13.9 NEON EFI Aquatics Challenge

Before modeling temperature and oxygen jointly, we’ll start working with just the oxygen data alone.

We’ll just with just a AR(p) state space model. The Lake Barco data has associated standard errors with the oxygen data, so we’ll use that as a known observation error (rather than estimating that variance parameter, in our previous work).

A script that describes the model is called model_01.stan. You can download this file here. This should be familiar, following from the atsar code with a couple modifications. First, Stan doesn’t like NAs being passed in as data, and we’ve had to do some indexing to avoid that. Second, notice that the model is flexible and can be used to fit models with any numbers of lags.
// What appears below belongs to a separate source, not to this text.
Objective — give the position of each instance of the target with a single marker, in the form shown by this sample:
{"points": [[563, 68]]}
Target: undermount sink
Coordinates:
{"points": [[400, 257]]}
To get the data prepped for Stan, we need to do a few things. First, specify the lag and forecast horizon

data <- neon_barc
data$indx <- seq(1, nrow(data))
n_forecast <- 7
n_lag <- 1

Next, we’ll drop observations with missing oxygen. If you wanted to do some validation, we could also split the data into a training and test set.

# As a first model, we'll just work with modeling oxygen
o2_dat <- dplyr::filter(data, !is.na(oxygen))

# split the test and training data
last_obs <- max(data$indx) - n_forecast
o2_train <- dplyr::filter(o2_dat, indx <= last_obs)
test <- dplyr::filter(data, indx > last_obs)

o2_x <- o2_train$indx
o2_y <- o2_train$oxygen
o2_sd <- o2_train$oxygen_sd
n_o2 <- nrow(o2_train)

Remember that the Stan data needs to be in a list,

stan_data <- list(n = last_obs, n_o2 = n_o2, n_lag = n_lag, n_forecast = n_forecast, 
    o2_x = o2_x, o2_y = o2_y, o2_sd = o2_sd)

Finally we can compile the model. If we wanted to do fully Bayesian estimates, we could do that with

fit <- stan(file = "model_01.stan", data = stan_data)

Try fitting the Bayesian model with a short chain length (maybe 1000 iterations) and 1 MCMC chain.

But because we’re interested in doing this quickly, and running the model a bunch of times, we’ll try Stan’s optimizing function for MAP estimation.

m <- stan_model(file = "model_01.stan")
o2_model <- rstan::optimizing(m, data = stan_data, hessian = TRUE)

Let’s extract predictions from the fitted object,

data$pred <- o2_model$par[grep("pred", names(o2_model$par))]
ggplot(data, aes(date, pred)) + geom_line() + geom_point(aes(date, 
    oxygen), col = "red", alpha = 0.5)

Question how do we evaluate predictions? We’ll talk about that more next week, but for today we can think about it as RMSE(observations,predictions)

Question: modify the code above (just on the R side, not Stan) to fit a lag-2 or lag-3 model. Are the predictions similar?